On 4 May 2026, ESMA published its Final Report on the integrated collection of funds' data. This report, asked by the Commission under the revised AIFMD and UCITS Directive, sets out how supervisory and statistical reporting for AIFs, UCITS, MMFs and ECB statistics will eventually collapse into one framework.
What is actually being proposed
One modular reporting template would replace the current patchwork of AIFMD, UCITS, MMFR and ECB statistical templates. Core modules would apply to all funds. Modular approach would cover specific fund types (real estate, private equity), supervisory needs (leverage, liquidity) or thematic monitoring (portfolio holdings). Crisis-driven modules can be activated when needed.
Under ESMA’s proposed model, funds would submit data once to a single designated national authority, whether an NCA or NCB, as determined by each Member State. That authority would then transmit the data to a centralised EU hub maintained by ESMA ("report once, use many times"). All entitled authorities (ESMA, NCAs, NCBs, ECB, ESRB, EBA, EIOPA, NSAs) would draw what they need from the hub based on their mandate. National extensions are out, except in narrowly justified cases.

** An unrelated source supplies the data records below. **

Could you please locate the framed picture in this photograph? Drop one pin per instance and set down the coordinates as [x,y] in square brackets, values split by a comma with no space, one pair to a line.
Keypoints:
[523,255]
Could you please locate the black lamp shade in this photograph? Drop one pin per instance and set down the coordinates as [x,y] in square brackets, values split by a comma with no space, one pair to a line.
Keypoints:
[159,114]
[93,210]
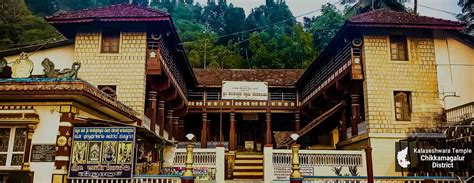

A common regulatory data dictionary would be put in place: one semantic layer across regimes, one syntactic model, ISO 20022 XML as the standard format, standard identifiers (LEI, ISIN, CFI) where available. ESMA explicitly aligns this with the Commission's horizontal data dictionary work and the ECB's IReF programme for banks.
Validation would be centralised at EU level, with a single set of rules and rejection criteria applied once. This would eliminate the current duplication whereby 27 NCAs independently perform additional checks on top of ESMA’s baseline. Granularity shifts toward security-by-security where it adds value. Revised AIFMD and UCITS RTS and ITS are expected to introduce more granular reporting requirements to enable more detailed and consistent breakdowns across multiple analytical dimensions. Aggregates stay where they cannot be reverse-engineered from raw data.
Reporting frequency will be calibrated to reflect the fund’s risk profile, scale and market relevance at module level, reflecting the supervisory relevance of the indicators derived from each module and the corresponding reporting burden for asset managers. This means that different supervisory modules may follow different reporting frequencies, enabling supervisory authorities to distinguish between a set of information requiring higher‑frequency and information that can be reported less frequently without undermining effective supervision.